Kitapta yazarın Clone öyküsünü nasıl yazdığını anlatan ilginç bir notu da var. Clone, madrigaller söyleyen sekiz kişilik bir koronun turnesi sırasında yaşanan bir aşkı, bu durumun grup üyeleri arasındaki ilişkileri nasıl etkilediğini anlatan bir öykü. Cortazar, tarihi bir olaydan yola çıkıyor ve günümüzde geçen öyküyü bu olayın ve müziğin çerçevesine nasıl oturttuğunu anlatıyor, “Bir Kral ve Bir Prensin Öcü Teması Üstüne Notlar” bölümünde. 16. yüzyılda yaşamış olan Venosa Prensi Carlo Gesualdo döneminin yenilikçi bestecilerinden biridir. Madrigalleri ile bilinen Gesualdo’nun ünlü olduğu diğer konu ise yirmi dört yaşındayken, birlikte yakaladığı karısı ve aşığını vahşice öldürmüş olmasıdır. Cortazar’ın, sekiz ses için yapılan bir müzik kompozisyonu olan madrigalleri, aşk ve ölüm ile nasıl bir araya getirdiğini, öyküyü nasıl kurguladığını okumanın büyüyü bozmadığını söyleyeyim.

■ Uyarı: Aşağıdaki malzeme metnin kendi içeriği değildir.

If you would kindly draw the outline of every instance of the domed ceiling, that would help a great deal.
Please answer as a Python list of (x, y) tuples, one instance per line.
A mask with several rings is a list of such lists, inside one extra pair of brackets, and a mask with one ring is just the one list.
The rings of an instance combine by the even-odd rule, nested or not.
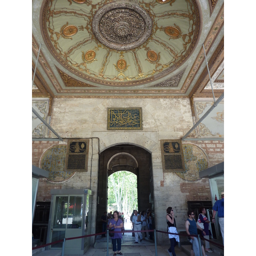
[(33, 1), (34, 94), (209, 95), (202, 44), (212, 75), (224, 62), (223, 1), (212, 2)]
[(118, 86), (152, 81), (186, 61), (200, 31), (195, 1), (160, 0), (47, 1), (45, 42), (62, 65), (89, 81)]

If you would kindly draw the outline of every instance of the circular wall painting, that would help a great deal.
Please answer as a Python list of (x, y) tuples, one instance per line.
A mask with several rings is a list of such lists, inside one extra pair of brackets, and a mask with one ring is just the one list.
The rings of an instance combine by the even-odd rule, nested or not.
[(180, 177), (188, 181), (199, 180), (199, 172), (208, 168), (209, 160), (202, 148), (195, 144), (182, 145), (185, 162), (185, 172), (175, 172)]
[(49, 148), (41, 157), (39, 167), (48, 171), (46, 179), (51, 182), (63, 182), (71, 178), (75, 172), (65, 172), (67, 145), (58, 145)]

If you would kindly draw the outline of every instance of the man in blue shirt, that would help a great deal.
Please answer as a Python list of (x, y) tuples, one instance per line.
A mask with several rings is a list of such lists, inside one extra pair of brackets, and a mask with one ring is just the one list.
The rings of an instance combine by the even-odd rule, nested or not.
[(224, 192), (221, 192), (221, 199), (218, 200), (215, 202), (214, 206), (212, 207), (213, 212), (212, 213), (212, 222), (215, 222), (215, 215), (216, 212), (218, 212), (219, 217), (219, 224), (221, 232), (222, 240), (223, 241), (223, 245), (224, 245)]

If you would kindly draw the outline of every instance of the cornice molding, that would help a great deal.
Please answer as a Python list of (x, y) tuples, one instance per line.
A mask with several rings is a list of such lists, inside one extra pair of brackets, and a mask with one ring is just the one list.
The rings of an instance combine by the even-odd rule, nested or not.
[[(214, 23), (212, 26), (210, 32), (205, 39), (204, 45), (205, 50), (206, 54), (208, 53), (212, 46), (213, 43), (215, 41), (218, 35), (224, 25), (224, 4), (221, 8), (220, 11), (216, 17)], [(202, 64), (205, 59), (204, 52), (204, 49), (202, 47), (201, 49), (198, 53), (196, 60), (194, 63), (187, 78), (185, 81), (183, 85), (181, 88), (182, 93), (186, 93), (190, 87), (192, 81), (194, 80), (195, 75), (199, 70)]]

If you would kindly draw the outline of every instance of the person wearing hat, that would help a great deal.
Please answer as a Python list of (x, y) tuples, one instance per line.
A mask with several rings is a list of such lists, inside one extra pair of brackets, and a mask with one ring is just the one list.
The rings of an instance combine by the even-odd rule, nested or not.
[(212, 222), (214, 223), (215, 222), (216, 212), (218, 212), (219, 217), (219, 224), (221, 232), (223, 245), (224, 245), (224, 192), (221, 192), (221, 199), (220, 200), (216, 201), (212, 207), (213, 213), (212, 220)]

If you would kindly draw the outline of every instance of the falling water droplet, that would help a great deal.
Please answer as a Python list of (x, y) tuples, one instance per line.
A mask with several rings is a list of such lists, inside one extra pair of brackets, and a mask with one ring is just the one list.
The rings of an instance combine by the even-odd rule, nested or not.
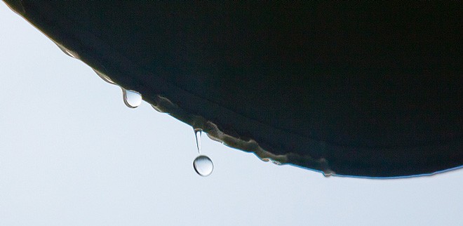
[(196, 138), (196, 148), (198, 148), (198, 153), (201, 153), (201, 134), (203, 130), (201, 128), (194, 129), (194, 136)]
[(214, 169), (214, 164), (209, 157), (205, 155), (200, 155), (194, 159), (193, 167), (199, 175), (207, 177), (212, 173)]
[(127, 107), (135, 108), (142, 103), (142, 95), (134, 91), (126, 90), (122, 88), (123, 102)]
[(103, 73), (101, 73), (101, 72), (98, 72), (95, 69), (93, 69), (93, 70), (102, 79), (103, 79), (103, 81), (106, 81), (109, 84), (113, 84), (113, 85), (116, 84), (116, 83), (112, 81), (112, 80), (111, 80), (111, 79), (109, 79), (109, 77), (107, 75), (106, 75)]
[(158, 112), (164, 113), (164, 112), (163, 112), (161, 109), (159, 109), (159, 107), (158, 107), (158, 106), (156, 105), (151, 105), (151, 107), (153, 107), (153, 108)]

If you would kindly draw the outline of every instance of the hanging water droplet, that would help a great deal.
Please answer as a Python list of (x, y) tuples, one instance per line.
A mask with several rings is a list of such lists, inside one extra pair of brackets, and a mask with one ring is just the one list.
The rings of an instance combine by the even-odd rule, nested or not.
[(203, 177), (208, 176), (214, 170), (214, 164), (212, 160), (205, 155), (200, 155), (194, 159), (193, 167), (199, 175)]
[(93, 71), (95, 71), (95, 73), (96, 73), (96, 74), (98, 74), (98, 75), (102, 79), (103, 79), (103, 81), (106, 81), (106, 82), (107, 82), (107, 83), (109, 83), (109, 84), (113, 84), (113, 85), (115, 85), (115, 84), (116, 84), (116, 83), (114, 82), (114, 81), (112, 81), (112, 80), (111, 80), (111, 79), (109, 79), (109, 77), (107, 75), (106, 75), (106, 74), (103, 74), (103, 73), (101, 73), (101, 72), (98, 72), (98, 71), (97, 71), (97, 70), (95, 70), (95, 69), (93, 69)]
[(142, 95), (134, 91), (126, 90), (122, 88), (123, 102), (127, 107), (135, 108), (142, 103)]
[(65, 53), (66, 53), (66, 55), (69, 55), (69, 56), (70, 56), (70, 57), (72, 57), (72, 58), (76, 58), (76, 55), (75, 55), (74, 54), (73, 54), (72, 51), (67, 50), (67, 48), (65, 48), (65, 47), (63, 47), (63, 46), (61, 46), (60, 45), (59, 45), (59, 44), (57, 44), (57, 43), (55, 43), (55, 44), (56, 44), (56, 46), (58, 46), (58, 48), (60, 48), (60, 49), (62, 51), (63, 51)]
[(194, 136), (196, 138), (196, 148), (198, 148), (198, 153), (201, 152), (201, 134), (203, 130), (201, 128), (194, 129)]
[(281, 163), (278, 161), (272, 160), (271, 162), (275, 165), (281, 165)]
[(164, 113), (164, 112), (163, 112), (161, 109), (159, 109), (159, 107), (158, 107), (158, 106), (156, 105), (151, 105), (151, 107), (153, 107), (153, 108), (158, 112)]

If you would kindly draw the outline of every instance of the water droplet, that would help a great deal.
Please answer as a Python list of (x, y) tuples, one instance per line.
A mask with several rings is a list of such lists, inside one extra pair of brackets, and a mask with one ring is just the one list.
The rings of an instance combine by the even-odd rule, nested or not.
[(76, 58), (76, 55), (75, 55), (74, 54), (73, 54), (72, 52), (71, 51), (69, 51), (67, 48), (65, 48), (65, 47), (63, 47), (63, 46), (61, 46), (60, 45), (59, 45), (59, 44), (56, 44), (56, 46), (58, 46), (58, 48), (60, 48), (60, 49), (62, 51), (63, 51), (65, 53), (66, 53), (66, 55), (69, 55), (69, 56), (70, 56), (70, 57), (72, 57), (72, 58)]
[(275, 165), (281, 165), (281, 163), (278, 161), (272, 160), (271, 162)]
[(93, 70), (102, 79), (103, 79), (103, 81), (106, 81), (109, 84), (113, 84), (113, 85), (116, 84), (116, 83), (112, 81), (112, 80), (111, 80), (111, 79), (109, 79), (109, 77), (107, 75), (106, 75), (103, 73), (101, 73), (101, 72), (98, 72), (95, 69), (93, 69)]
[(164, 113), (164, 112), (163, 112), (161, 109), (159, 109), (158, 106), (156, 106), (154, 105), (151, 105), (151, 107), (153, 107), (153, 108), (158, 112)]
[(214, 164), (212, 160), (205, 155), (200, 155), (194, 159), (193, 167), (199, 175), (203, 177), (208, 176), (214, 170)]
[(134, 91), (129, 91), (122, 88), (123, 102), (127, 107), (135, 108), (142, 103), (142, 95)]
[(201, 134), (203, 130), (201, 128), (194, 129), (194, 136), (196, 138), (196, 148), (198, 148), (198, 153), (201, 152)]

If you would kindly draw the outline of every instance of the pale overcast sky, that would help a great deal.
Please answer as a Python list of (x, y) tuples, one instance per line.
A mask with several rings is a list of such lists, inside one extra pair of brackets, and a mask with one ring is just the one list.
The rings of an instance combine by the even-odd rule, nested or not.
[(122, 92), (0, 2), (0, 225), (463, 225), (463, 170), (396, 180), (276, 166)]

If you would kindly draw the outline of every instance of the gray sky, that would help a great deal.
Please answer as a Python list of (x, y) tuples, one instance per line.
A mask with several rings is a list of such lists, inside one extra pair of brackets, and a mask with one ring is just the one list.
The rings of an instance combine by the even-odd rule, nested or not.
[(463, 170), (396, 180), (276, 166), (122, 92), (0, 3), (1, 225), (462, 225)]

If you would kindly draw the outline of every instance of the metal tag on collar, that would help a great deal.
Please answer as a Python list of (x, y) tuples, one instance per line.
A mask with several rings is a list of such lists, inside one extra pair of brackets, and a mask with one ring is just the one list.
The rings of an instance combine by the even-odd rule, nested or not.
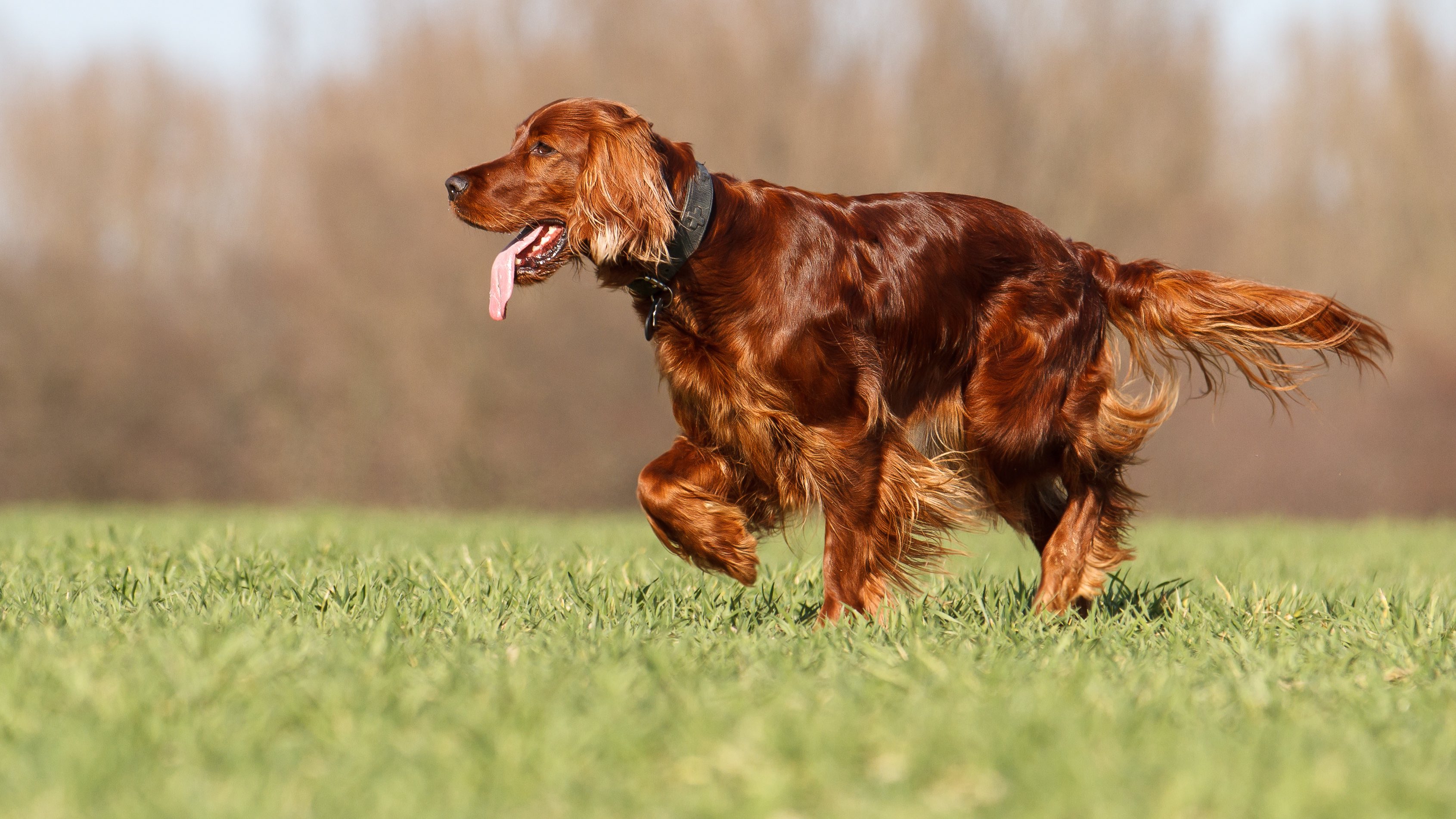
[(662, 305), (667, 304), (667, 300), (673, 297), (673, 288), (652, 276), (642, 276), (639, 279), (632, 279), (628, 289), (630, 289), (635, 295), (652, 300), (652, 303), (648, 304), (646, 324), (644, 326), (646, 340), (652, 340), (652, 333), (657, 332), (657, 317), (661, 314)]

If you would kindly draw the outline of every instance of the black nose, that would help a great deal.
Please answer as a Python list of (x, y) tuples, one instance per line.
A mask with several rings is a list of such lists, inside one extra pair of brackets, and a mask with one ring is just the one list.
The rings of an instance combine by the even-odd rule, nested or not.
[(454, 202), (456, 199), (459, 199), (460, 193), (464, 193), (466, 188), (469, 188), (469, 186), (470, 186), (470, 180), (466, 179), (464, 176), (460, 176), (459, 173), (454, 175), (454, 176), (451, 176), (450, 179), (446, 179), (446, 191), (450, 192), (450, 201), (451, 202)]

Kitaba adını veren öyküde Cortazar’ın anlatıcısı, mırıldandığı öyküdeki kadın karakter ile sevişmeye başlar. Bol virgüllü, okuyucuyu usul usul akan kurgu nehrinin üzerindeki taşlarda zıplaya zıplaya ilerleten uzun cümleleri ile Cortazar, öykü kurgulamayı sevişmeyle paralel hale getirir. Büyülü dünyasını daha da genişleterek öykünün devamında kurguyu anlatıcının gerçek yaşamına da bulaştırır. Her zamanki gibi kitabı okumayı ve bu yazıyı yazmayı bitirdikten sonra okuduğum önsözde Tomris Uyar, Cortazar’ın bu halini anlatan kendi cümlelerine yer vermiş, ben de o cümlelerle bitirmek istiyorum.
“Kendim için yazmayı seviyorum ben, bitirdiğimde haz anından sonra bir erkeğin yana kayışı gibi oluyor, hani uyku bastırır, ertesi gün bambaşka şeyler tıklatır pencerenizi, yazmak bu bence, kepenkleri açmak, dışarıdakileri içeri salmak, defterler, defterler dolusu.”
Kırmızı Başlıklı Corona
(1) Wikipedia’ya katkı verenler, Julio Cortazar, Wikipedia, 07.07.2020, Web.16.07.2020
(2) a.g.e
(3) Mırıldandığım Öyküler kitabındaki ikinci öykünün adı: Glenda’ya Öyle Tutkunuz ki.
(4) Normal bir şeridin iki yüzü varken Möebius şeridinin sadece bir yüzü vardır. Başka bir ifadeyle Möebius şeridinin üzerindeki bir noktadan hareket etmeye başlandığında bütün alan taranarak aynı noktaya geri dönülür.